Monday, 23 June 2014

Getting a Crisp Crust

If you check out some baking web sites and blogs, you will find that one of the biggest issues is about getting a nice crisp crust on your bread. The answer is providing steam in the oven during the early part of baking. Professional bakers use sealed ovens that have steam pipes to provide steam just when it is needed. Unfortunately most domestic ovens are not sealed and have no provision for creating steam. 

The simple answer is to put some cold water (or even ice cubes) in a hot dish in the bottom of the oven as set out in this recipe. Too little water will not produce enough steam and too much will stop the crust crisping. So measure it accurately and if there is any water left in the dish half way through the bake take it out and reduce the amount of water the next time.

Another option is to get a water spray/atomizer and squirt water into the oven several times during the early stages of baking. Some people swear by this technique but it does mean keeping opening the oven door.
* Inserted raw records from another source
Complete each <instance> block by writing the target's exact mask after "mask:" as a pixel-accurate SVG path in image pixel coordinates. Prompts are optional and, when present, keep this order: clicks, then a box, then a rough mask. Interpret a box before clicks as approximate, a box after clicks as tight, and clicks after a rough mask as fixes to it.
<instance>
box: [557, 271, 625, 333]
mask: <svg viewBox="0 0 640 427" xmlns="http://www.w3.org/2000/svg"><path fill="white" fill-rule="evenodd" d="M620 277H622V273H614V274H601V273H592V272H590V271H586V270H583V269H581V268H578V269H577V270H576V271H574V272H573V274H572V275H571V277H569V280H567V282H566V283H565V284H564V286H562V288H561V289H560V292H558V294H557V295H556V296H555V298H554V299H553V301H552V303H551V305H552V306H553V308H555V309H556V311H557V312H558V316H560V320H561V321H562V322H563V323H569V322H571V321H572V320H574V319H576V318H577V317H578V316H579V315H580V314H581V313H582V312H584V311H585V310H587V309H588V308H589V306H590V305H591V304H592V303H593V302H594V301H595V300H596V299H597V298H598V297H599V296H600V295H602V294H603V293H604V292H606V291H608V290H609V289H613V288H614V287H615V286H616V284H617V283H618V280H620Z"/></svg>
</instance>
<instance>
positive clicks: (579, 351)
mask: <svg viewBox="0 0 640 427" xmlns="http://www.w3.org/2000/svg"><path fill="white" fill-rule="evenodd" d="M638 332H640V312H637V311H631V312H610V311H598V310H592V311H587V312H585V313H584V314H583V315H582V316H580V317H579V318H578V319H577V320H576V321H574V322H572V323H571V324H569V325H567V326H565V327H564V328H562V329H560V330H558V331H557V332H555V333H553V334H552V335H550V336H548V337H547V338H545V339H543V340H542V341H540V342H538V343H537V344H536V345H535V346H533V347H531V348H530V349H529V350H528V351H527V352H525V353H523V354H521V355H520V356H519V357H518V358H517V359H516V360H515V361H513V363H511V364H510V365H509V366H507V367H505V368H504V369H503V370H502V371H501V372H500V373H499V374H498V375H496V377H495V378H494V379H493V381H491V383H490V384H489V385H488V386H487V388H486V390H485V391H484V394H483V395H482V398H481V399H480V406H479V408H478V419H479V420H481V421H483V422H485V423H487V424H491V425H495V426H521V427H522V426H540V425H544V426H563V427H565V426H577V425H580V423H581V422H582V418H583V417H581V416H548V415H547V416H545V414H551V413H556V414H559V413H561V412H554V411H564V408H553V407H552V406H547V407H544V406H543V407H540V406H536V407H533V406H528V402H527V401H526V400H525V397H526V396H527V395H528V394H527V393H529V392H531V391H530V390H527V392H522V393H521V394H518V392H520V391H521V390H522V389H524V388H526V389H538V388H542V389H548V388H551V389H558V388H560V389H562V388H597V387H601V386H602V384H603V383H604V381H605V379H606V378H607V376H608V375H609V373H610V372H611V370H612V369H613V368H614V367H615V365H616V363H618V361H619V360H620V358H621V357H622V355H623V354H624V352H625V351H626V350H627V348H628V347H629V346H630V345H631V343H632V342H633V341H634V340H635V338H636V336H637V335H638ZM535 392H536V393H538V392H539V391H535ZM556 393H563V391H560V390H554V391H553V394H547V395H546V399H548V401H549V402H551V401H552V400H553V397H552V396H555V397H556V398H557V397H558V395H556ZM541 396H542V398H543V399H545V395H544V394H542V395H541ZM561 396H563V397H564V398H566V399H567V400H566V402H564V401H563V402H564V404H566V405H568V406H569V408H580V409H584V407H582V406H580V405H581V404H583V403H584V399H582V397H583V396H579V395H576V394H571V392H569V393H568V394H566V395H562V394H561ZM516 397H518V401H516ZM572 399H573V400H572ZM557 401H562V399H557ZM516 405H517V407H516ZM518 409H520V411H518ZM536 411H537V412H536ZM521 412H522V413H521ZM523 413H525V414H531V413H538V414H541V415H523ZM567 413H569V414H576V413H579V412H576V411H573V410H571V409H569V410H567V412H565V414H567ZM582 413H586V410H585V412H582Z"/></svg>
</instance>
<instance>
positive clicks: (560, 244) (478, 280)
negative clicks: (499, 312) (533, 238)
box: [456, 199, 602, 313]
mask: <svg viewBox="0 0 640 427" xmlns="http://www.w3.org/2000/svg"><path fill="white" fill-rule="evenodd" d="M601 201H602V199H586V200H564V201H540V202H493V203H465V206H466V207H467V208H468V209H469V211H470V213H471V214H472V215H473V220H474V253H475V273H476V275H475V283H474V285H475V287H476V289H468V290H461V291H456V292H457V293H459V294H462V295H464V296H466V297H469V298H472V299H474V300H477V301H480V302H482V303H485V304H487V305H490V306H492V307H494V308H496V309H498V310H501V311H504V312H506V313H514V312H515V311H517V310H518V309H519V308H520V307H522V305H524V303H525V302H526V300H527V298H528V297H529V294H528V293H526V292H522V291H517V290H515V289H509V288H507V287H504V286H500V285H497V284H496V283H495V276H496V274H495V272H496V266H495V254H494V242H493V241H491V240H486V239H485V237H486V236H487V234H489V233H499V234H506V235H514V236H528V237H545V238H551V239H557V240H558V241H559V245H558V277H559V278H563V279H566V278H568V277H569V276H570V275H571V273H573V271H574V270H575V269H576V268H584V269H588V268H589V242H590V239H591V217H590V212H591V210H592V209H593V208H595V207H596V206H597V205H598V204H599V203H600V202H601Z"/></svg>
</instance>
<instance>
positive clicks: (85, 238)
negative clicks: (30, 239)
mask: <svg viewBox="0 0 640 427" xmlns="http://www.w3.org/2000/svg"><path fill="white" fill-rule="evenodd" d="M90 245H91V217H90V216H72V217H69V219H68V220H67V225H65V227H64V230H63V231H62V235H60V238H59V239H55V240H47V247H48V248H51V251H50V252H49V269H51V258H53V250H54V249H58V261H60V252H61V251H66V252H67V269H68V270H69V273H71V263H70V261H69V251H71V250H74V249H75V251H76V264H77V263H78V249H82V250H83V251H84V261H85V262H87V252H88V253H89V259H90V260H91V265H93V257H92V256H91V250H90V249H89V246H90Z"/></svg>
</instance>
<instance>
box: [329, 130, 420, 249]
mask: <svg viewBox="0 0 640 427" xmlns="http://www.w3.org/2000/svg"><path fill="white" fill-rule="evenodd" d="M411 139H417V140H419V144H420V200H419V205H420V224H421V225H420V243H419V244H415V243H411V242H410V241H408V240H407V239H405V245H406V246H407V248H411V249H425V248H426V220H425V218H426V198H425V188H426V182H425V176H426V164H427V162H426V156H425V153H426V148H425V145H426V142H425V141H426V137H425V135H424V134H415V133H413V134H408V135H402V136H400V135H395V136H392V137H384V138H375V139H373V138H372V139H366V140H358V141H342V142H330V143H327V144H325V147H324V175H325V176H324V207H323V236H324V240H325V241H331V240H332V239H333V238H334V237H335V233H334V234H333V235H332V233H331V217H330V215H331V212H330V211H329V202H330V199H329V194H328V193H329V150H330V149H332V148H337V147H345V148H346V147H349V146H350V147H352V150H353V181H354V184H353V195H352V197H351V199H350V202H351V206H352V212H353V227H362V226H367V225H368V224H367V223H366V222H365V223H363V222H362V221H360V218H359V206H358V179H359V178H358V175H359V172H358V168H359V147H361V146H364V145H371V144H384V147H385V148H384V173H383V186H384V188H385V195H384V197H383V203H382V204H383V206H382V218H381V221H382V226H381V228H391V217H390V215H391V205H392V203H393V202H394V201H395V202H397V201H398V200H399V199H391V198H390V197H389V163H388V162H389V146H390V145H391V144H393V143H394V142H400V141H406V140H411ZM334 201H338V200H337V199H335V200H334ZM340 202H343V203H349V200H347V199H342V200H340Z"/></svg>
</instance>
The best method is to enclose the loaf during the early part of the bake (as the dough itself gives off steam) using a covered casserole dish, metal Dutch oven or a cloche (baking dome). Then remove the lid part way through baking so that the crust crisps up. 

Friday, 6 June 2014

Better Sourdough

Having worked my way through every combination of the variations in the previous post, I finally arrived at the one method that works for me every time and produces really good bread. I usually bake in the morning so the following method starts in the evening, but if you want to bake in the evening just start in the morning, the steps are the same in either case.

This recipe will produce a 660g loaf (about 1½ pounds), using a bread tin or baking tray.

Flour 400g strong white bread flour
Water 220ml preferably filtered water at room temperature
Starter 100ml sourdough starter at room temperature
Salt   1 teaspoon preferably sea salt


Get the sourdough starter out of the fridge and bring it up to room temperature for about 2 hours. Make a sponge by mixing the sourdough starter, water and half the flour but not the salt and leave it in the mixing bowl covered with cling-film overnight in a cool place.

In the morning remove the cling film and the sponge should be fermenting (thick and bubbly). Add the other half of the flour and salt and mix well. Add more flour or water if necessary but keep the dough as sticky as possible.

Turn the dough out onto a lightly floured surface and knead until the dough is smooth and satiny (around 10 minutes). 

Shape the dough and put it in a bread tin or on a baking sheet, dust with flour, cover with a tea towel and proof in a warm place for two to three hours until nearly doubled in size.

Slash the top of the loaf with a sharp bread knife and put it in on a low shelf in the oven. Put 100ml of water into an ovenproof dish in the bottom of the oven (to create steam) and set the oven to 230°C (190°C fan), 450°F or gas mark 8.  Bake for 35 to 40 minutes once the oven has got up to temperature or until the crust is golden, turn the oven off and leave the bread in the cooling oven, with the oven door slightly open, for another 5 minutes, then turn the loaf out onto a rack to cool for at least an hour.